Thursday, December 12, 2019

Motherhood

Recently, I have really been struggling with feelings that I'm not a good mom. I'm sure we have all had that fleeting thought but I have really been believing this lie. Social media truly is the enemy in times like this. I love my kids fiercely but I'm not a good mom because I don't live to do Pinterest crafts daily. I forget to move that darn elf at least 3 times a week. The tooth fairy has been on vacation almost regularly the past 4 times a kid has lost a tooth. I don't like to get on the floor and play pretend.

These are the lies I told myself to justify my feelings of being an inadequate, bad mother. But, as I was confiding these feelings in my husband he brought up a very good point - my identity is not in my children, nor should it be. My identity is in Christ. I don't live FOR my children. I do things for my children. I love my children. I enjoy my children {most of the time}, but I don't surround my entire being around them and that does not make me a bad mom.

Now, I'm not saying if you are religiously amazing about moving the Elf that you're obsessed with your kids - not saying that at all. I'm just saying that my mom status is not determined by the socially expected pressures of this world today.

I may not play hide and seek but I do provide for them. I do read to them nightly. I do take the oldest to dance weekly and sit there for an hour 1/2 when I have 100 other things I could be doing. I do take them to church, even when it's raining and cold outside! I do encourage their relationship with Christ. I do sing and dance with them. And, I do punish them. All of which, I can now see, make me to be a good mom.

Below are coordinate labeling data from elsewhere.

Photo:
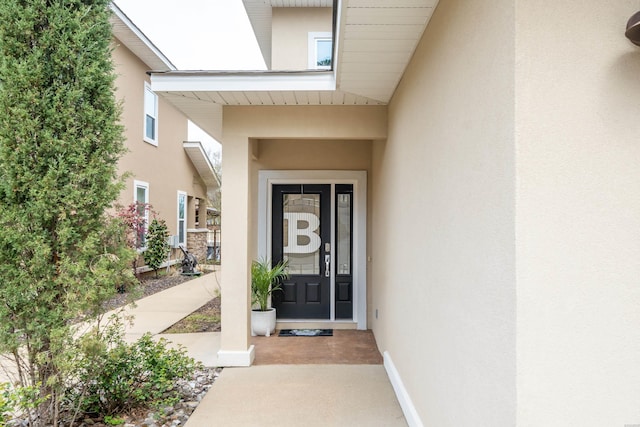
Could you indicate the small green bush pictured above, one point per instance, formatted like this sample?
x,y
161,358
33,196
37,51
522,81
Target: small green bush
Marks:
x,y
115,377
157,245
17,401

Social media is so tough. It's so hard to not compare. It's so hard to not set expectations onto yourself based on the highlight reel of others. It's so hard. But, stop comparing. Stop judging. Stop telling yourself lies. We are all doing the best we can and that's enough. It really is. My kids won't ever grow up knowing what it's like to have a tooth fairy leave money the first night they put their tooth under their pillow. And guess what? They don't know what they are missing! :) Give yourself a break, because I'm giving myself one.